Oleg Broytmann a écrit :
> conn = conn.transaction()
>
> creates a new transaction object; the object acquires a new low-level
> connection from the pool and stores it; the low-level connection is removed
> from the pool; "releasing" means "return it to the pool". For
> single-threaded programs there is one connection in the pool.
>
>> Is it efficient? I mean, does it open a connection each time I make a
>> transaction?
>>
>
> If the pool is empty a new low-level connection opened; if you have
> disabled pooling (by setting conn._pool = None) the connection will be
> closed instead of returning to the pool.
>
>
Why does it have to get a new connection? Why not using the current
thread connection, as there can't be any other request made?
>> What about rollbacks? shoudn't they release the connection too? Or is it
>> always released?
>>
>
> Yes. You can call as much .commit()'s, but after .rollback() you have to
> call .begin() to acquire a new low-level connection. The last .commit()
> should be called as .commit(True). Now you know why.
>
>
Ok, but you use the doInTransaction method and an exception occurs, the
method calls rollback(). Shouldn'it release the connection to the pool also?
How can I detect that an exception occurred in the method?
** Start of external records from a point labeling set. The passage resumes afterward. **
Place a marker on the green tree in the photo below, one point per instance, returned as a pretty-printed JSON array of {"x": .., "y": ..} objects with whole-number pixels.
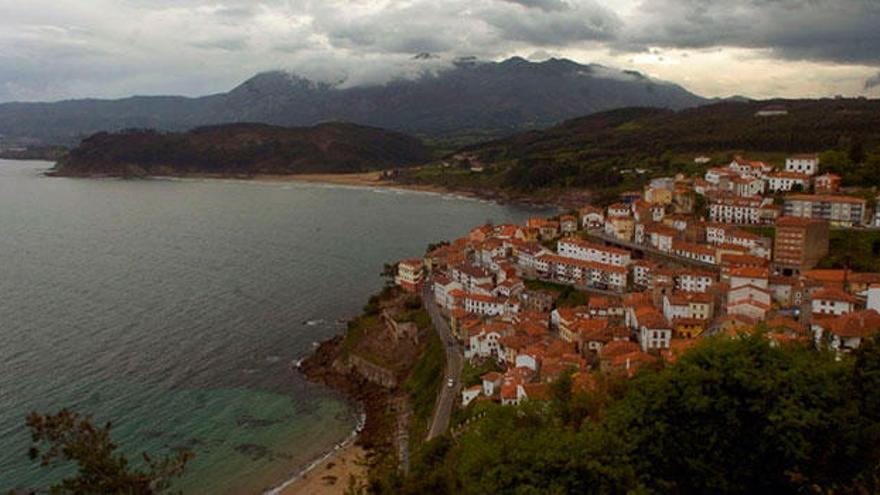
[{"x": 68, "y": 437}]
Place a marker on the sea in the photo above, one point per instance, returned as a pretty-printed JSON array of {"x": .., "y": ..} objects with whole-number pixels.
[{"x": 175, "y": 309}]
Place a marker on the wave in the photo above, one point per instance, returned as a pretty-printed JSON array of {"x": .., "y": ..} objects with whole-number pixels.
[{"x": 359, "y": 427}]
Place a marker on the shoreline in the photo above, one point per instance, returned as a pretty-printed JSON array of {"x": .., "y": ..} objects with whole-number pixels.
[
  {"x": 355, "y": 179},
  {"x": 341, "y": 460}
]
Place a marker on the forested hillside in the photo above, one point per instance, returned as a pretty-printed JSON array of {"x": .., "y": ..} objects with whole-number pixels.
[
  {"x": 617, "y": 149},
  {"x": 735, "y": 416}
]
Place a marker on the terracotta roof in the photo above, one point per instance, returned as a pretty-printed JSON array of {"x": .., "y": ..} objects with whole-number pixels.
[
  {"x": 677, "y": 347},
  {"x": 618, "y": 347},
  {"x": 858, "y": 324},
  {"x": 743, "y": 259},
  {"x": 749, "y": 272},
  {"x": 592, "y": 265},
  {"x": 590, "y": 245},
  {"x": 833, "y": 294},
  {"x": 784, "y": 322},
  {"x": 788, "y": 175},
  {"x": 492, "y": 376},
  {"x": 536, "y": 391},
  {"x": 693, "y": 248},
  {"x": 797, "y": 221},
  {"x": 836, "y": 276},
  {"x": 652, "y": 319},
  {"x": 825, "y": 198}
]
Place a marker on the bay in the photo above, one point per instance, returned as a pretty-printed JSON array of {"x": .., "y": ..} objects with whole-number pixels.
[{"x": 174, "y": 309}]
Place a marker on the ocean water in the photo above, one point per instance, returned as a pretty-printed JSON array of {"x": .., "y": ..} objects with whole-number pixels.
[{"x": 174, "y": 309}]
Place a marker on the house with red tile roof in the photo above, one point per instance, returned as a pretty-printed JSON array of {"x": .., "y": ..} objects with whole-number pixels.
[
  {"x": 410, "y": 274},
  {"x": 654, "y": 331},
  {"x": 750, "y": 301},
  {"x": 748, "y": 275},
  {"x": 832, "y": 301},
  {"x": 827, "y": 183},
  {"x": 847, "y": 332},
  {"x": 568, "y": 224},
  {"x": 591, "y": 217},
  {"x": 697, "y": 252}
]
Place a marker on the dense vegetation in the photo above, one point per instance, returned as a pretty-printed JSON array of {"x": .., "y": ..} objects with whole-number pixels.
[
  {"x": 423, "y": 386},
  {"x": 620, "y": 149},
  {"x": 732, "y": 416},
  {"x": 68, "y": 438},
  {"x": 243, "y": 149},
  {"x": 857, "y": 250}
]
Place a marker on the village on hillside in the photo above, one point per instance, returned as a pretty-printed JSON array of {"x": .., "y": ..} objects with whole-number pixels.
[{"x": 647, "y": 277}]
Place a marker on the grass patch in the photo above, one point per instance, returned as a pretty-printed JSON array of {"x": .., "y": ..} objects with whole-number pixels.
[
  {"x": 566, "y": 295},
  {"x": 419, "y": 316},
  {"x": 356, "y": 330},
  {"x": 423, "y": 386},
  {"x": 857, "y": 249},
  {"x": 471, "y": 375}
]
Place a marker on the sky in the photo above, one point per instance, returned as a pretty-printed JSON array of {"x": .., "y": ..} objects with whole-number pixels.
[{"x": 60, "y": 49}]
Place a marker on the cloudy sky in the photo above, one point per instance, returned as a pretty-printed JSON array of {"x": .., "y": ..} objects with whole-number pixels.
[{"x": 56, "y": 49}]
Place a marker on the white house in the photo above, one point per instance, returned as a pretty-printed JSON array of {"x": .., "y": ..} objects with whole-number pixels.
[
  {"x": 654, "y": 331},
  {"x": 571, "y": 247},
  {"x": 443, "y": 288},
  {"x": 693, "y": 281},
  {"x": 469, "y": 394},
  {"x": 785, "y": 181},
  {"x": 803, "y": 164},
  {"x": 832, "y": 302}
]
Even if I
don't detect that, I think the connection should be released in all cases.
>> About caches, how is it possible that I don't have atomicity problems,
>> if the row instance is the same object between threads, how can
>> transactions work correctly if I don't get the same read value because
>> of a commit not done in another thread?
>>
>
> .commit() expires the object from all caches, so on the next access the
> thread will redraw the object from DB. This doesn't work between processes,
> of course.
>
>
If thread A changes in a transaction an instance value (without a
forUpdate=True), but doesn't commit yet, and thread B access the same
row instance (without a forUpdate=True). Isn't thread B supposed to read
the old value of the instance? If thread B reads the same cached
instance than A, it will update the sqlobject instance inside thread A
with the old value, won't it?
My concern is that the transaction handling system in sqlobject works if
you use a sql level read locking (forUpdate=True). But if you don't do
that, the cache system can make things work not as you can expect. Am I
right? (note that I'm a real newbie in sql transactions)
This may be why you need to use the sqlmeta cacheValues=False in this case?
> (Seems like a good piece of documentation. Need to insert this into
> SQLObject.html...)
>
>
I found almost nothing about sqlobject transactions indeed.